In fact, Ted 2 both succeeds and suffers from a case of ‘it does exactly what it says on the tin’. After the hit-and-mainly-miss MacFarlane vehicle, A Million Ways To Die in the West, we were all a little unsure if Ted 2 was the best move or not. However, as the movie unfolds, you wonder why there was any doubt in the first place. MacFarlane’s humour has an infectious quality about it that makes any scenario thrown into the mix, easy to get along with. Every scene is bound to have you rolling on the floor laughing, because it just has that Family Guy-esque sense of humour. I thought that the shock value of MacFarlane’s material would have diluted by now, the gross out comedy and ‘you-can’t-say-that’ remarks not working as well as they did, when we weren’t expecting them. Yet MacFarlane is very good at masking his punch-lines, until the moment he reveals them. It also helps that his ‘non-racist or gross’ jokes work just as well.

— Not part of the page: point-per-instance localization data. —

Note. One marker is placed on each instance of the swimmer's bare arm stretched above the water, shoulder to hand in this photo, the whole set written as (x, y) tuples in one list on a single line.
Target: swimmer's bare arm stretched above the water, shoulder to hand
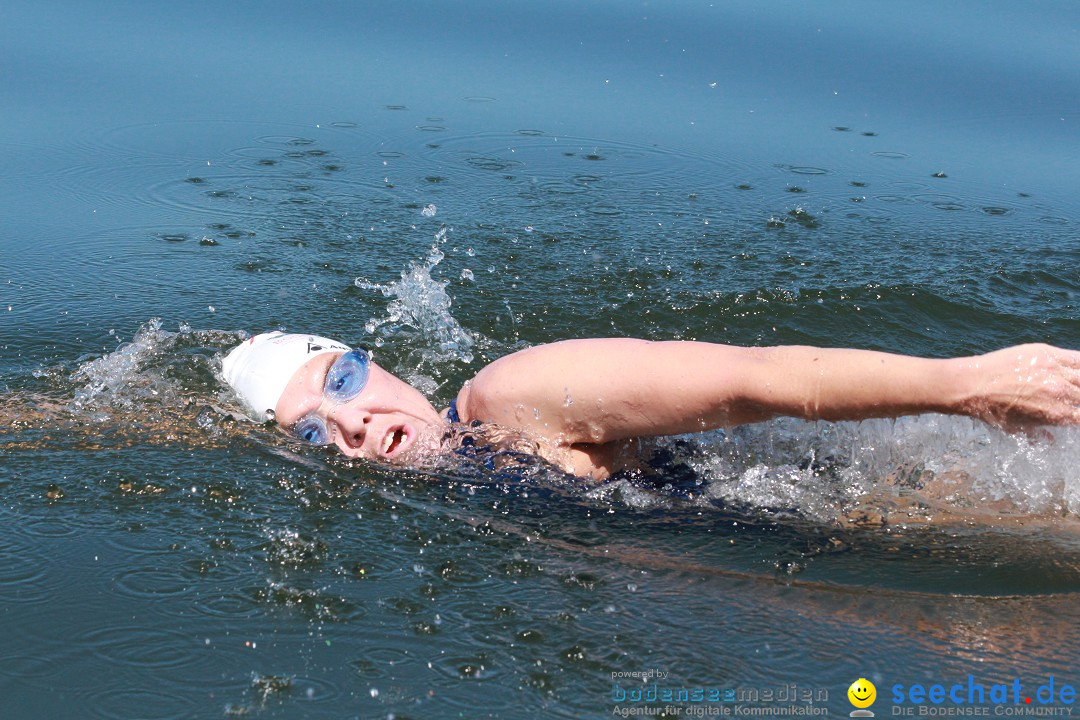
[(604, 390)]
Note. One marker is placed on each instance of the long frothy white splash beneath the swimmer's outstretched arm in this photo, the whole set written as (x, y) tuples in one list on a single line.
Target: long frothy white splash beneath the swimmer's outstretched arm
[(920, 469)]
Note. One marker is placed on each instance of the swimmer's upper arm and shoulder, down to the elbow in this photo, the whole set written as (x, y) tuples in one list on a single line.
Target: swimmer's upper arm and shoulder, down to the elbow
[(602, 390)]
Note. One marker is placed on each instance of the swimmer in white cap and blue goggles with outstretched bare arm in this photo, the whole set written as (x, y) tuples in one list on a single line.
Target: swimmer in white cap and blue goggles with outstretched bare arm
[(586, 400)]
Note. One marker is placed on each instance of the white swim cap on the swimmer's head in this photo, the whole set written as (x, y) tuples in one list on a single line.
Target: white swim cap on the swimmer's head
[(261, 369)]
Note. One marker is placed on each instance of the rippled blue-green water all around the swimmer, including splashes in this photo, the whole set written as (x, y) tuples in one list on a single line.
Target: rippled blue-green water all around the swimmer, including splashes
[(450, 184)]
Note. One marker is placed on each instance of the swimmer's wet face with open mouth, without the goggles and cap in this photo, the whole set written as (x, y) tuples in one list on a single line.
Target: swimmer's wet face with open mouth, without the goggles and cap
[(384, 423)]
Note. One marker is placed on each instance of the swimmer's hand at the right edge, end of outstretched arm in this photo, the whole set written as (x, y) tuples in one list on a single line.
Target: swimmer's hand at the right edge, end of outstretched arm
[(1021, 387)]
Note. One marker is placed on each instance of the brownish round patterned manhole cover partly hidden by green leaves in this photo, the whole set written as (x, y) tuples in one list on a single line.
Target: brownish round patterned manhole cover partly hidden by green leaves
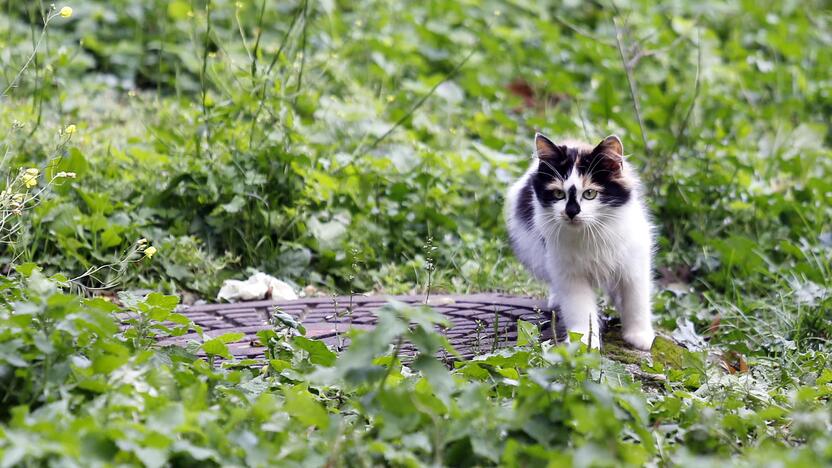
[(480, 322)]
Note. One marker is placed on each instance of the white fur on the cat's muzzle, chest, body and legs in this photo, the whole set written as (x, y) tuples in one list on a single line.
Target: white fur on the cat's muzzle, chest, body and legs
[(610, 248)]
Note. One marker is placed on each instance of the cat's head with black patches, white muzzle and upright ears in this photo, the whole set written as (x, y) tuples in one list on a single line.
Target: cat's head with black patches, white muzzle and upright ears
[(579, 184)]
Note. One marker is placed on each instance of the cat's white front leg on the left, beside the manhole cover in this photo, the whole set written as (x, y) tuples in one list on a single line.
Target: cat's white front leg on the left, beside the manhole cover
[(578, 309)]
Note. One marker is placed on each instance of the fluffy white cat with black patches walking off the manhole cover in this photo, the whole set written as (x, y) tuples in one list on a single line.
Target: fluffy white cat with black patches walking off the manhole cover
[(577, 220)]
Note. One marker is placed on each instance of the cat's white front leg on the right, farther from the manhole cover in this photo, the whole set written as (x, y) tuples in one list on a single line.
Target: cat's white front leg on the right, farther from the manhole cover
[(634, 305)]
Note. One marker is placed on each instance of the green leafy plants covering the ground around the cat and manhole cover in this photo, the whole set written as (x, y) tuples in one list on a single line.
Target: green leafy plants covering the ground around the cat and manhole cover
[(364, 146)]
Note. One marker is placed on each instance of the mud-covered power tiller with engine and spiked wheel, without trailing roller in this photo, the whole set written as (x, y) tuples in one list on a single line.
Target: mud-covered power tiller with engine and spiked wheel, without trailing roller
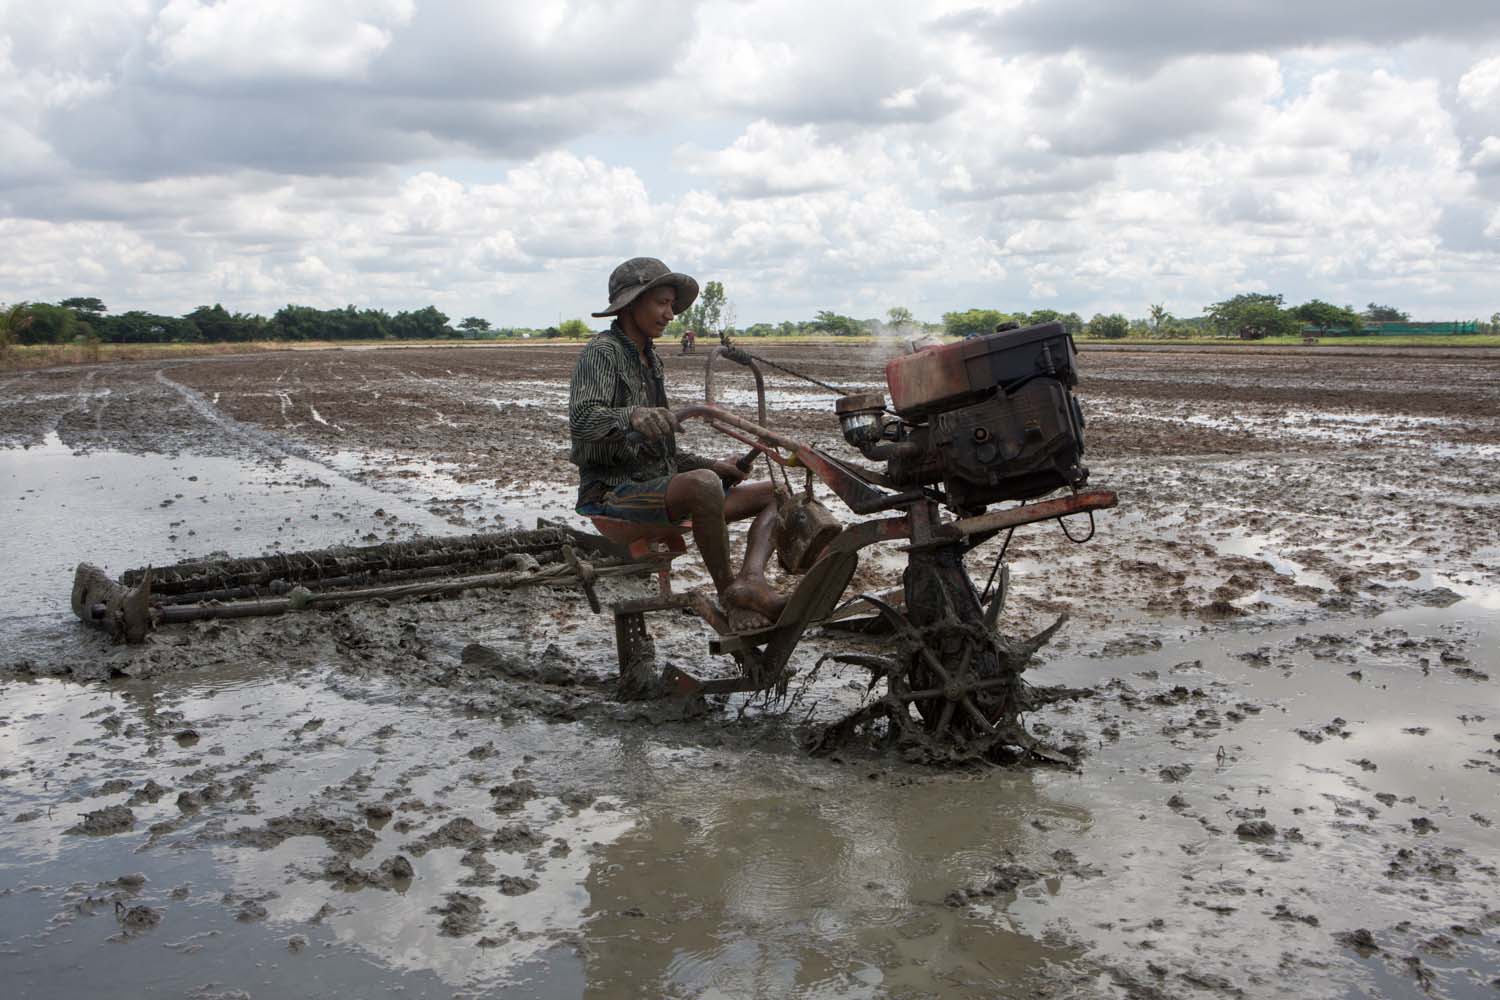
[(989, 421)]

A running gag where the upper class lawyers hide their free sweets from John is just as funny as the crass jokes in the sperm donor centre. It all works. Occasionally, there would be an awkward joke that didn’t quite hit the mark, usually when a scene is ending. With MacFarlane’s cartoon, a flat deadpan statement could be the perfect way to slide into the next segment of the show, but he tries the same delivery a few times with Ted 2 and it didn’t seem to work. The jokes were still mildly amusing, but the timing felt a little off, almost as though the pacing could have been smoother. However, on the whole, I couldn’t complain about the humour. MacFarlane understands that sometimes you need to break away from the plot to have the funniest Liam Neeson cameo in cinematic history.
Somehow Mark Wahlberg remains the best thing about Ted. There is just something about MacFarlane’s material that awakens the actor, breathing new life into him. Maybe there is something appealing about a respected actor willing to make jokes about his pornographic internet search history that makes you wonder how many other established performers could have put up with the part. Wahlberg just gets the tone that is needed here, which is why MacFarlane feels confident to throw him into a scene with an animated teddy bear and no one worries that it will look out of place. It is a credit to Wahlberg and MacFarlane’s directional abilities that Ted and John Bennett hit every chord when it comes to their on-screen chemistry. In fact, you begin to worry about newcomer Amanda Seyfried. She is meant to be replacing Mila Kunis, the Family Guy starlet, and also her scenes require her to be more interactive with the two leads. While Mila Kunis’s character could keep distant from the antics of the main duo and therefore find her own grounding as a character, Amanda needs to get onto their wave-length, one already established in the last movie, and try not to look like she is joining in, rather than moving the comedy along. Thankfully, the performance and character works, helped along by a few well-timed self-depreciating run of gags (Amanda Seyfried isn’t scared to join in on the ‘you have massive eyes’ bandwagon). As a whole, the leading three are great to be around, which makes the supporting cast’s job of chipping in with the occasional side-joke, including the finales of all finales in Comic-Con, much easier to do.
Final Verdict: Ted 2 is more of the same, but that’s a good thing in my books.